Although Oneness Pentecostals accept that "Christ is the same person as God," they also believe that "The 'Son' was 'born,' which means that he had a beginning." In other words, "Oneness adherents understand the term to be applicable to God only after the incarnation." They have consequently been described as holding an essentially unitarian position on the doctrine, and of denying the pre-existence of Christ. However, some members of the movement deny this interpretation of their beliefs.

Denial of the doctrine

Throughout history there have been various groups and individuals believing that Jesus' existence began when he was conceived. Those who consider themselves Christians while denying the pre-existence of Christ can be broadly divided into two streams.
First, there are those who nevertheless accept the virgin birth.
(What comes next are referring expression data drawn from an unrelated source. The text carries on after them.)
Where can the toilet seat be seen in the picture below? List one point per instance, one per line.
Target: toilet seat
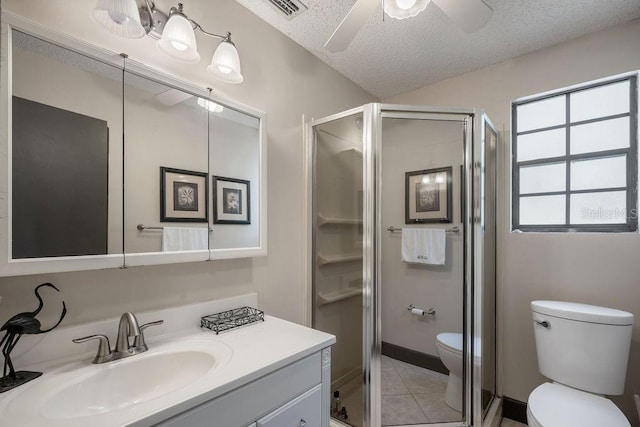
(556, 405)
(450, 341)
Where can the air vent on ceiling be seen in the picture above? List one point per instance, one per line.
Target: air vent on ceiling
(290, 8)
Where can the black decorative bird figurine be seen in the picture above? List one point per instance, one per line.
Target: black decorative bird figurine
(15, 327)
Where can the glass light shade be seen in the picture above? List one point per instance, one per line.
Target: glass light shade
(179, 41)
(402, 9)
(225, 63)
(119, 17)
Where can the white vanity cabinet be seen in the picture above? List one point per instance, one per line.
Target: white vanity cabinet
(271, 373)
(294, 396)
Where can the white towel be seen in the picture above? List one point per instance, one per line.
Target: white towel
(185, 239)
(423, 245)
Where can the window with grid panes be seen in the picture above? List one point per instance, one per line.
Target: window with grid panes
(575, 159)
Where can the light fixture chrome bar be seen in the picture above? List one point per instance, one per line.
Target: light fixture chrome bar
(453, 229)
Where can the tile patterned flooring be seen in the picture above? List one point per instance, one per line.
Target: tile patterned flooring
(413, 395)
(410, 395)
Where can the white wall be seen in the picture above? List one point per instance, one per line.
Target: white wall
(413, 145)
(282, 79)
(592, 268)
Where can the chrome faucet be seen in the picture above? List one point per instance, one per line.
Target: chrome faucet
(127, 328)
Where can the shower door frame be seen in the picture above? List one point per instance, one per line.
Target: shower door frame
(473, 164)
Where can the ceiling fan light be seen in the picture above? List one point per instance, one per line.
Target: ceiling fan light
(225, 64)
(402, 9)
(119, 17)
(178, 40)
(405, 4)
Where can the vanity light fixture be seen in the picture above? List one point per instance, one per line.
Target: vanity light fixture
(175, 34)
(402, 9)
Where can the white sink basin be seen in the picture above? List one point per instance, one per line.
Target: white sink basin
(82, 394)
(128, 382)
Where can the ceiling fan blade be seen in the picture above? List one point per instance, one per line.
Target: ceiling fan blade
(351, 24)
(470, 15)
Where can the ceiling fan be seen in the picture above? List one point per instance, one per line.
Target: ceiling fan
(470, 15)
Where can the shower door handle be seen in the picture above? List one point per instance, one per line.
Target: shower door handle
(543, 323)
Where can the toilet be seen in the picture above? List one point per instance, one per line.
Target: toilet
(584, 350)
(449, 346)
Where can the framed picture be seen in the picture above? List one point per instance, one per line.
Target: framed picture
(184, 195)
(428, 196)
(231, 201)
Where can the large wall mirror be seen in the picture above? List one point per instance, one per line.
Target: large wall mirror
(110, 163)
(166, 172)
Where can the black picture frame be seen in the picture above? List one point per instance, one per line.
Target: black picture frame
(231, 200)
(184, 195)
(429, 196)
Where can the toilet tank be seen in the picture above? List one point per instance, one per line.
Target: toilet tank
(583, 346)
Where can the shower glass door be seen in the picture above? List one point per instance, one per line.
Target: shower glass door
(337, 256)
(421, 267)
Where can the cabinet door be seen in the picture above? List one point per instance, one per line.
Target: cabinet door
(303, 411)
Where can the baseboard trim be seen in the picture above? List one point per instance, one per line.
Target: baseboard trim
(514, 410)
(414, 357)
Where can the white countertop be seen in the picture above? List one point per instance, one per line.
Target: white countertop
(250, 352)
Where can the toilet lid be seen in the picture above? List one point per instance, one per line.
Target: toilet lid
(555, 405)
(450, 341)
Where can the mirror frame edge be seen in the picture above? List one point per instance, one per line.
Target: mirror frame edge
(15, 267)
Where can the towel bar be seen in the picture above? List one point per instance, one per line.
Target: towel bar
(143, 227)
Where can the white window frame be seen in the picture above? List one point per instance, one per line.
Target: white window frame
(631, 187)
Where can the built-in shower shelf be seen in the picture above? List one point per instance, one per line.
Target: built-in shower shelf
(336, 259)
(323, 220)
(339, 295)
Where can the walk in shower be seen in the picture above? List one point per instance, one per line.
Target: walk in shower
(416, 337)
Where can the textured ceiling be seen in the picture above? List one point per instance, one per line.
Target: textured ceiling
(389, 56)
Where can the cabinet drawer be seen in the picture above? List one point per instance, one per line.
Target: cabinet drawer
(303, 411)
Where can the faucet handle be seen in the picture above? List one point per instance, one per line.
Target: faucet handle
(138, 342)
(104, 348)
(146, 325)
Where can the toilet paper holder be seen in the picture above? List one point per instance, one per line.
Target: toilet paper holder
(420, 312)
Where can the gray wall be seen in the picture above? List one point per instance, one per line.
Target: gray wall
(412, 145)
(591, 268)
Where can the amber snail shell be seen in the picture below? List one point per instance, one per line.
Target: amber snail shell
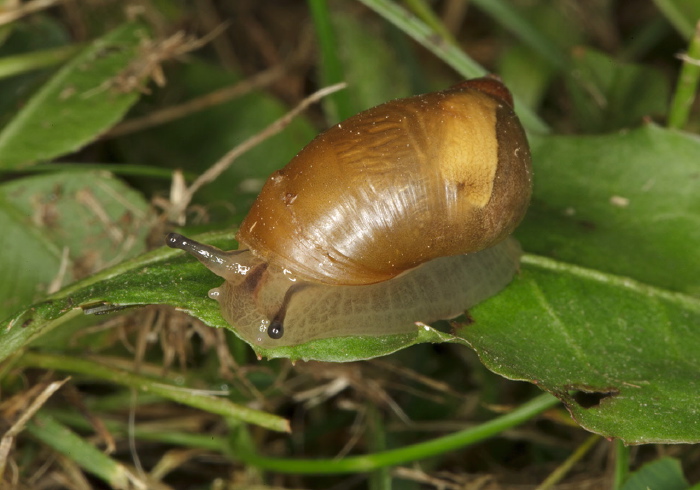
(397, 215)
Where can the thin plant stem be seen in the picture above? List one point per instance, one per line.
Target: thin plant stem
(622, 463)
(331, 67)
(687, 84)
(557, 475)
(208, 403)
(415, 452)
(451, 54)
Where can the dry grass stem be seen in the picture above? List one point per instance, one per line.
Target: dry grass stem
(172, 113)
(11, 15)
(9, 437)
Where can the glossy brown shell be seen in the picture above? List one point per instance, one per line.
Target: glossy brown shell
(392, 187)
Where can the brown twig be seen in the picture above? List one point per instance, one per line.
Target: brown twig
(220, 96)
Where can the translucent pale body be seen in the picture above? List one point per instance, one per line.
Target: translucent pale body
(440, 289)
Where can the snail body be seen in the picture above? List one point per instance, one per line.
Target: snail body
(397, 215)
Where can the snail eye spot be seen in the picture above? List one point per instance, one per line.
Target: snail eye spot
(275, 330)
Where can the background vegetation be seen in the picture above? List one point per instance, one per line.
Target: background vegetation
(111, 109)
This includes Socinians, and early Unitarians such as John Biddle, and Nathaniel Lardner. Today the view is primarily held by Christadelphians. These groups typically consider that Christ is prophesied and foreshadowed in the Old Testament, but did not exist prior to his birth.
Second, there are those who also deny the virgin birth. This includes Ebionites and later Unitarians, such as Joseph Priestley, and Thomas Jefferson. This view is often described as adoptionism, and in the 19th century was also called psilanthropism. Samuel Taylor Coleridge described himself as having once been a psilanthropist, believing Jesus to be the "real son of Joseph." Friedrich Schleiermacher, sometimes called "the father of liberal theology", was one of many German theologians who departed from the idea of personal ontological pre-existence of Christ, teaching that "Christ was not God but was created as the ideal and perfect man whose sinlessness constituted his divinity." Similarly, Albrecht Ritschl rejected the pre-existence of Christ, asserting that Christ was the "Son of God" only in the sense that "God had revealed himself in Christ" and Christ "accomplished a religious and ethical work in us which only God could have done." Later, Rudolf Bultmann described the pre-existence of Christ as "not only irrational but utterly meaningless."